De vraag is echter waarom. Argumenten zijn dat daarmee de effecten van de vergrijzing kunnen worden opgevangen, dat de werkloosheid bestreden moet worden of dat Amsterdam de economische motor van Nederland moet zijn. Zonder in te gaan op de (vaak gebrekkige) onderbouwing van dergelijke argumenten, valt op dat aan effecten voor inwoners weinig aandacht wordt besteed anders dan ‘ik geloof in de veerkracht van de Amsterdammer: we gaan geen uitdaging uit de weg’ (Oranje).

Lastpakken
De gemeente was ooit van en voor haar burgers maar die tijd lijkt in deze context ver achter ons te liggen. Bestuurders en ambtenaren lijken eerder ondernemers die de stad uitbaten dan vertegenwoordigers van burgers. Bewoners zijn niet ‘sexy’, maar lastpakken en klagers. Gescoord kan worden met het binnenhalen van een groot, duur hotel of een multinational, met meer bezoekers. Als gewezen wordt op overlast is het verweer dat de capaciteit ontbreekt op te treden of toezicht te houden.
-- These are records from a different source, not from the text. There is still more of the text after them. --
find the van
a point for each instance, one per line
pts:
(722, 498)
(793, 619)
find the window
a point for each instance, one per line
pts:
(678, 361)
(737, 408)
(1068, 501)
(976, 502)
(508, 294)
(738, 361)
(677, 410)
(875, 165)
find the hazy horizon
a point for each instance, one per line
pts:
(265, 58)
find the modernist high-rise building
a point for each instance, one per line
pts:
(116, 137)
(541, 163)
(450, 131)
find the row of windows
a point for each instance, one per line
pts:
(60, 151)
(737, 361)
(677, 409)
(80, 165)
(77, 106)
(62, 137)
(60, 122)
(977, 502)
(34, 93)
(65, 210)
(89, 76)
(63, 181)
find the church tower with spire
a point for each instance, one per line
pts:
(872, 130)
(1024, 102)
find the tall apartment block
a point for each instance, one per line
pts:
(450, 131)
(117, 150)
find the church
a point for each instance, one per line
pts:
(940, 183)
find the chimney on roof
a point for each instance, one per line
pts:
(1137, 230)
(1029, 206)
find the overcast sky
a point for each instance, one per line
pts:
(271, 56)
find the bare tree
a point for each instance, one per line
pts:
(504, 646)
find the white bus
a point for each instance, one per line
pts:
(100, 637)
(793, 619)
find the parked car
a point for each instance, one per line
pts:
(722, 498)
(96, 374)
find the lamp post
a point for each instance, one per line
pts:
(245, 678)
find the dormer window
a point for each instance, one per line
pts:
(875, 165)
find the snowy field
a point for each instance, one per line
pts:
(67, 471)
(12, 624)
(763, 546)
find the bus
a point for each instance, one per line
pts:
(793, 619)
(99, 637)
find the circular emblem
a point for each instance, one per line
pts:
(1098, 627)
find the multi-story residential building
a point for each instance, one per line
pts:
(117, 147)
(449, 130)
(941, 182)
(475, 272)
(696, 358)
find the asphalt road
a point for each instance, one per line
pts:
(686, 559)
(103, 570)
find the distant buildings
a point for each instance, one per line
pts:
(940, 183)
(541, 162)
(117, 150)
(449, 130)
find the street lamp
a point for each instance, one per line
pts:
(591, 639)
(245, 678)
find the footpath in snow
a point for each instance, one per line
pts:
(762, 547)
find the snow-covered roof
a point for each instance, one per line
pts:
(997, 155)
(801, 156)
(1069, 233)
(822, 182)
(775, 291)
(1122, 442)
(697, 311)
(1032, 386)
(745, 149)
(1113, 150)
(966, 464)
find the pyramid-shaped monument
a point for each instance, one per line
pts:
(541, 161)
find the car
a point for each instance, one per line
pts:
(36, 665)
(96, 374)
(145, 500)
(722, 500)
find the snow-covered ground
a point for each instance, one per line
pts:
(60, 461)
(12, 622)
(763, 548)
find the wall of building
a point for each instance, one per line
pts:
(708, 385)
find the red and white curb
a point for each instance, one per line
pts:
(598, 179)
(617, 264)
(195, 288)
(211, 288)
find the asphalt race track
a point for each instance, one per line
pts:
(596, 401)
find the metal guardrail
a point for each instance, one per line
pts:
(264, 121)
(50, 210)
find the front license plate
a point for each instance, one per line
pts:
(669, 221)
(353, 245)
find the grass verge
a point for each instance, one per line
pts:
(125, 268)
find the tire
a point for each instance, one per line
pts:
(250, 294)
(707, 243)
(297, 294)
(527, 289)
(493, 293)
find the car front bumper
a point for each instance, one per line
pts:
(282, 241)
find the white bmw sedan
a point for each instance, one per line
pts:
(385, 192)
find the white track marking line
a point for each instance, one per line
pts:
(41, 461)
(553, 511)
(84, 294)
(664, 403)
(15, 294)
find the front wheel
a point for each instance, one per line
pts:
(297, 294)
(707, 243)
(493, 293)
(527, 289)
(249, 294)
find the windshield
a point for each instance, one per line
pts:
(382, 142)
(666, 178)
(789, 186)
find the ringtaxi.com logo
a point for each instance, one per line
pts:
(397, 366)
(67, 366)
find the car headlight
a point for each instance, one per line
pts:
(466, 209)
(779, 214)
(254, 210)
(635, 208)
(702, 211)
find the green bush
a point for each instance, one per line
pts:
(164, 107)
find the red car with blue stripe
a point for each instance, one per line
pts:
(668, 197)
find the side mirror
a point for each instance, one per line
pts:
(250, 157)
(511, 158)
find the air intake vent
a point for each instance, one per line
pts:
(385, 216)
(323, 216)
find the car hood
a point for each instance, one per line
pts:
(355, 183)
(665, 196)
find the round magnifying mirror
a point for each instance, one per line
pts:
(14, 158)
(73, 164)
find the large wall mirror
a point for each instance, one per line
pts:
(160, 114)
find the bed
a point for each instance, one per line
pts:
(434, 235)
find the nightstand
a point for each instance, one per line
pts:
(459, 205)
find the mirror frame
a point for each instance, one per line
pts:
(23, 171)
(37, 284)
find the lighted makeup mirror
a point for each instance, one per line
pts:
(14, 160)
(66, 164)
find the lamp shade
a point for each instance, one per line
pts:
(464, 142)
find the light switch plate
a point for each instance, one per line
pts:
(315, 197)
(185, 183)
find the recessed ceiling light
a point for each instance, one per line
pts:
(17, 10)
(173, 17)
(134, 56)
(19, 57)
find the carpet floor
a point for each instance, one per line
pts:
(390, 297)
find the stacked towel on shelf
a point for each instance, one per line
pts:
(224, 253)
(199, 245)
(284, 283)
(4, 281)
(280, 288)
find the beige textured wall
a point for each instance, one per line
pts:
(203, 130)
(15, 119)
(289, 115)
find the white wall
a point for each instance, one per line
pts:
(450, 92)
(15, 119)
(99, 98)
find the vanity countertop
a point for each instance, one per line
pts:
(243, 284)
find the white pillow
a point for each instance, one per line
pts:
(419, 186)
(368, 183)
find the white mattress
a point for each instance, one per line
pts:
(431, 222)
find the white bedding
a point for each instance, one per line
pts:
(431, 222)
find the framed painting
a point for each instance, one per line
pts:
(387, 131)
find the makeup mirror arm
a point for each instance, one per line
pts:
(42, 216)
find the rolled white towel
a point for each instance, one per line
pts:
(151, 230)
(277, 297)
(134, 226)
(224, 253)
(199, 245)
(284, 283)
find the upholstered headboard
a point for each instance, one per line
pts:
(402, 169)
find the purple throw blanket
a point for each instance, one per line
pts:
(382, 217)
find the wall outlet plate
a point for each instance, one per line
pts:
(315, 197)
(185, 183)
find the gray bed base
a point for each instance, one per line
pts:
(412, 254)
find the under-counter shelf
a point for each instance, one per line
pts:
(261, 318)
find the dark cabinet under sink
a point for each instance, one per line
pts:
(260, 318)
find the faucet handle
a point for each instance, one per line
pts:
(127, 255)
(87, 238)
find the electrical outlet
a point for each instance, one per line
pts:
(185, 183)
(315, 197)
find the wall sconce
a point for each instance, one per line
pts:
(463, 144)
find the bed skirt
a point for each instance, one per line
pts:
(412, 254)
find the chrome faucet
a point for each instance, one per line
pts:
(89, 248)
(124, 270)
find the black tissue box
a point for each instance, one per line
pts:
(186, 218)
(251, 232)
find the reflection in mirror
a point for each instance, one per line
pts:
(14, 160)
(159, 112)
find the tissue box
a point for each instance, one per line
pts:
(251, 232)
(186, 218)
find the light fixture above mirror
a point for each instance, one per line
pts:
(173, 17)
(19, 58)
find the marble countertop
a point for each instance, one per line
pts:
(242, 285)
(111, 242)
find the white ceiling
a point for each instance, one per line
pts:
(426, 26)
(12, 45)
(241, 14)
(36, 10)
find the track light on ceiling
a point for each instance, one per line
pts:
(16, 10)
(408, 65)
Er wordt beweerd dat de inwoners ook voordeel hebben van de vooruitgang van de stad. Ook op de onderbouwing van die bewering valt wat af te dingen. Zeker als het gaat om de woonfunctie. Deze wordt steeds meer verdrongen door horeca. Detailhandel voor inwoners wordt vervangen door toeristenwinkels, de huizenprijzen stijgen, lagere inkomensgroepen worden verdrongen, parkeervoorzieningen worden duurder en schaarser, open ruimte is voor hotels in plaats van kinderspeelplaatsen of groenvoorziening.

Geen bewonersplannen
De gemeente betreurt het dat lagere inkomensgroepen en gezinnen met kinderen uit de binnenstad verdwijnen, maar het is een uitvloeisel van haar eigen beleid, of het ontbreken daarvan. Feitelijk is er geen beleid voor inwoners. Er worden economische plannen gemaakt, investeringsplannen, bestemmingsplannen, maar geen ‘bewonersplannen’ of ‘leefbaarheidsplannen’. Inwoners zijn het sluitstuk van ontwikkelingen. Zij kunnen dus niet anders dan reageren (klagen, zeuren) in plaats van actief een beleidslijn uitwerken die in hun voordeel is.

Amsterdam is nog geen Venetië¿, maar er kan niet lang meer worden gewacht; ergens is een punt dat de woonfunctie en het welzijn van inwoners in grote delen van de stad voorgoed om zeep zullen zijn geholpen. Het wordt tijd voor inwonersbeleid naast het economisch beleid om met afgewogen beslissingen te voorkomen dat Amsterdam verkwanseld wordt aan nietsontziend ondernemerschap.

(Door; Jos Mevissen)
Jos Mevissen

Jos Mevissen is economisch geograaf.Hij woont veertig jaar in Amsterdam. Deze bijdrage is op persoonlijke titel geschreven.